For this reason, the Insurance Information Institute's (III) website says raising your deductible is a viable way for homeowners to reduce insurance costs.
"The higher your deductible, the more money you save on your premium," states III. "Consider a deductible of at least $500. If you can afford to raise it to $1,000, you may save as much as 25 percent."
Tuua agrees that raising your deductible is a smart way to save, since, in her experience, homeowners rarely file a claim anyways.
"It's been my experience that only about 3 percent of homeowners suffer even one claim. The overwhelming majority of policyholders never put in a claim," she says. "Take my word for it. The higher the deductible, the better off you are in the long run."
Tip #4 - Review the Claims History for Your Property
A C.L.U.E. report, short for Comprehensive Loss Underwriting Exchange, reveals any and all claims on your home, including the details of the event and how much was paid out.
C.L.U.E. reports are generated by LexisNexis, a consumer reporting agency that provides customers with access to documents and records. An insurance company may request this report when you apply for a coverage plan to determine how much you should pay, according to the Washington State office of the Insurance Commissioner's website.
And Tuua says that knowing what's listed in a C.L.U.E. can end up saving you big bucks in the long run.
"If you are looking at buying a home, definitely ask the seller to provide you a copy of their C.L.U.E. report on the property, just in case. It should only cost about $20 and if the property has a handful of claims, you could be buying more than you bargained for," she warns. "For example, a history of water damage claims might raise your premium 300 percent or more!"
If you already own a home, you should still request a C.L.U.E. report to ensure there isn't any erroneous information that could be affecting your monthly payments.
Tip #5 - Assess the Value of the Possessions in Your Home
Do you know how much everything in your home is worth?
If not, you may want to start assessing the value of your possessions, because it could help you save money on your homeowner's insurance, says John Bodrozic, co-founder of HomeZada, a website that helps you manage your home's inventory and finances.

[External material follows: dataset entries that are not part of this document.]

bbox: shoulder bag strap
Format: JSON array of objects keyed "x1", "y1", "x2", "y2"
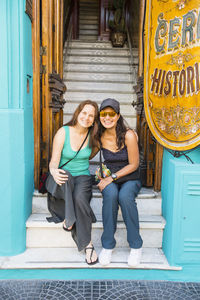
[
  {"x1": 99, "y1": 146, "x2": 103, "y2": 178},
  {"x1": 59, "y1": 128, "x2": 91, "y2": 169}
]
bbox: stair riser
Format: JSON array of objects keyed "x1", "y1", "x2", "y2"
[
  {"x1": 64, "y1": 91, "x2": 137, "y2": 105},
  {"x1": 26, "y1": 227, "x2": 163, "y2": 248},
  {"x1": 79, "y1": 14, "x2": 99, "y2": 22},
  {"x1": 63, "y1": 114, "x2": 136, "y2": 129},
  {"x1": 79, "y1": 35, "x2": 98, "y2": 41},
  {"x1": 79, "y1": 19, "x2": 99, "y2": 24},
  {"x1": 64, "y1": 63, "x2": 138, "y2": 76},
  {"x1": 69, "y1": 40, "x2": 128, "y2": 51},
  {"x1": 32, "y1": 197, "x2": 161, "y2": 216},
  {"x1": 68, "y1": 48, "x2": 138, "y2": 59},
  {"x1": 64, "y1": 72, "x2": 132, "y2": 82},
  {"x1": 79, "y1": 24, "x2": 98, "y2": 30},
  {"x1": 79, "y1": 28, "x2": 98, "y2": 36},
  {"x1": 64, "y1": 81, "x2": 133, "y2": 93},
  {"x1": 64, "y1": 55, "x2": 138, "y2": 68}
]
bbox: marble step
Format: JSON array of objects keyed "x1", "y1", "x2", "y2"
[
  {"x1": 68, "y1": 47, "x2": 138, "y2": 59},
  {"x1": 64, "y1": 55, "x2": 138, "y2": 66},
  {"x1": 69, "y1": 40, "x2": 129, "y2": 51},
  {"x1": 63, "y1": 113, "x2": 136, "y2": 130},
  {"x1": 79, "y1": 11, "x2": 99, "y2": 19},
  {"x1": 32, "y1": 189, "x2": 162, "y2": 217},
  {"x1": 64, "y1": 71, "x2": 132, "y2": 83},
  {"x1": 64, "y1": 80, "x2": 133, "y2": 93},
  {"x1": 79, "y1": 34, "x2": 98, "y2": 41},
  {"x1": 79, "y1": 19, "x2": 99, "y2": 27},
  {"x1": 79, "y1": 23, "x2": 98, "y2": 30},
  {"x1": 64, "y1": 101, "x2": 136, "y2": 118},
  {"x1": 26, "y1": 213, "x2": 165, "y2": 248},
  {"x1": 64, "y1": 90, "x2": 137, "y2": 105},
  {"x1": 79, "y1": 13, "x2": 99, "y2": 22},
  {"x1": 79, "y1": 28, "x2": 98, "y2": 36},
  {"x1": 64, "y1": 62, "x2": 138, "y2": 74},
  {"x1": 0, "y1": 248, "x2": 181, "y2": 270}
]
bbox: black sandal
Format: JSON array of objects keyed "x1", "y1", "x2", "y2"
[
  {"x1": 63, "y1": 223, "x2": 74, "y2": 232},
  {"x1": 85, "y1": 246, "x2": 98, "y2": 265}
]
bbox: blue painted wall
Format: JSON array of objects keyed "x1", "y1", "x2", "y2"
[
  {"x1": 0, "y1": 0, "x2": 34, "y2": 256},
  {"x1": 161, "y1": 148, "x2": 200, "y2": 267}
]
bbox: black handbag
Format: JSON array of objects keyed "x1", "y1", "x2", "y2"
[
  {"x1": 99, "y1": 148, "x2": 140, "y2": 183},
  {"x1": 39, "y1": 128, "x2": 90, "y2": 194}
]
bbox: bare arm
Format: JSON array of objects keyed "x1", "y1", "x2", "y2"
[{"x1": 49, "y1": 128, "x2": 68, "y2": 185}]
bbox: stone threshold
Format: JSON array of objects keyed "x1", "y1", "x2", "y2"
[{"x1": 0, "y1": 248, "x2": 182, "y2": 271}]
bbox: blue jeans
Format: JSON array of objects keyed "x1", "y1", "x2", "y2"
[{"x1": 101, "y1": 180, "x2": 143, "y2": 249}]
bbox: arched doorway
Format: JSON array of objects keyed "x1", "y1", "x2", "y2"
[{"x1": 33, "y1": 0, "x2": 162, "y2": 190}]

"Knowing this information will allow you to have a more balanced discussion with your agent on understanding the proper amount of coverage based on the actual contents of your home, versus a guess," says Bodrozic.

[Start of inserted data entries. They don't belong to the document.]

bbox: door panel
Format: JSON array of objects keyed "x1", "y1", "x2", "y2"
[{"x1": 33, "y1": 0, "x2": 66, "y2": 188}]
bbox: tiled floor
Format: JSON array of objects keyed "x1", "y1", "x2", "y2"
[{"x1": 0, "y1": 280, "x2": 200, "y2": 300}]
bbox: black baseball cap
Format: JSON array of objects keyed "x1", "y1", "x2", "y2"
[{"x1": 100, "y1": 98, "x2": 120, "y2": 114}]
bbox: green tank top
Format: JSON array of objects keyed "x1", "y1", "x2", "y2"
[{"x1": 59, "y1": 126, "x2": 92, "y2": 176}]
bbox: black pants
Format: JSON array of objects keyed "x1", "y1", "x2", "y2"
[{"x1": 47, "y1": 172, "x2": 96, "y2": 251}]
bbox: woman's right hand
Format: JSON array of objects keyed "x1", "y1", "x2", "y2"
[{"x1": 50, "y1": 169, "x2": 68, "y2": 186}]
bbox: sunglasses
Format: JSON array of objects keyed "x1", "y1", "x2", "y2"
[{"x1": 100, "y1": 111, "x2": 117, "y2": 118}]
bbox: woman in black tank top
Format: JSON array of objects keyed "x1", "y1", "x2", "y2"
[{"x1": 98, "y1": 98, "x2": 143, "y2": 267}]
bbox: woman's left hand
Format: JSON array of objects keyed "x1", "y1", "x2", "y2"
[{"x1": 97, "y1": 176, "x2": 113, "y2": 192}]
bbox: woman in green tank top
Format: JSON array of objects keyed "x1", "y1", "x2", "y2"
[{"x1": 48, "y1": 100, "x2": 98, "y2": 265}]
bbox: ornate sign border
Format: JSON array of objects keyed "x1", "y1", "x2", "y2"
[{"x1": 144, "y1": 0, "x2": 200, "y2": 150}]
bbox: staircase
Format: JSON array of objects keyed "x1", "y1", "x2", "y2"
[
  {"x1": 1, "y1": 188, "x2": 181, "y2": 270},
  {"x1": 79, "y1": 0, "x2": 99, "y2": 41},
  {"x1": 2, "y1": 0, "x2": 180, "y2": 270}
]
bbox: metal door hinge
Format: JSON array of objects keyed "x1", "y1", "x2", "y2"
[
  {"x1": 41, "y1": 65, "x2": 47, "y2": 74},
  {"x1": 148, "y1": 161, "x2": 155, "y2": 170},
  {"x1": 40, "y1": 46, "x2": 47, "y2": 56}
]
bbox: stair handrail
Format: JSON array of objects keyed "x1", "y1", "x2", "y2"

He explains that many homeowner policies have a coverage amount to replace the physical structure, and then a percent of that number is an amount for your personal contents.

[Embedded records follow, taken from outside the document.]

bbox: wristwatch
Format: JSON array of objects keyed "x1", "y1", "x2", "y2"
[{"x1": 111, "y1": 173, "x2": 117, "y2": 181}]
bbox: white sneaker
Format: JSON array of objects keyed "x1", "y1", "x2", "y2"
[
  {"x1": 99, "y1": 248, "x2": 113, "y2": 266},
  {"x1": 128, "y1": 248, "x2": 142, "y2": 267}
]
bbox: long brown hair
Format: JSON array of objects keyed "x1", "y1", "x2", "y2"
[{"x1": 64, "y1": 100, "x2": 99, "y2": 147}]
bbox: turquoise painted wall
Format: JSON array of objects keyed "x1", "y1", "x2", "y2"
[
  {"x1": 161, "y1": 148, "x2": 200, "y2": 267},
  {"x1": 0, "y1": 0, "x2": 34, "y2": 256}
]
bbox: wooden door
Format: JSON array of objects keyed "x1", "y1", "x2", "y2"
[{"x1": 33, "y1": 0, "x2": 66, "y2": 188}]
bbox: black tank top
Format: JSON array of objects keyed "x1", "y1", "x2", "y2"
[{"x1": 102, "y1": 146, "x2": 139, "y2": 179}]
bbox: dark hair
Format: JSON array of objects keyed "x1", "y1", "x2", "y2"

"So if a homeowner does not have a home inventory, they really don't know the value of their contents, and therefore they can't compare it to what the policy is covering," adds Bodrozic.
Bodrozic says understanding the value of your possessions is crucial because if the total value is less than what is covered, you could ask about lowering your policy fee.
On the other hand, if your possessions are worth more than what's covered, or if you have one-of-a-kind artwork that's not covered by the standard policy, you'll need to specify these items in a home inventory and insure those separately through what's called a "rider."
And while insuring these more expensive pieces may raise your monthly payment, Bodrozic advises that it's worth it in the long run.
"Overall, this may raise the costs a little bit, but at least you'll know you're properly insured versus being in a risky position to not reclaim all your costs if your home is destroyed," he says.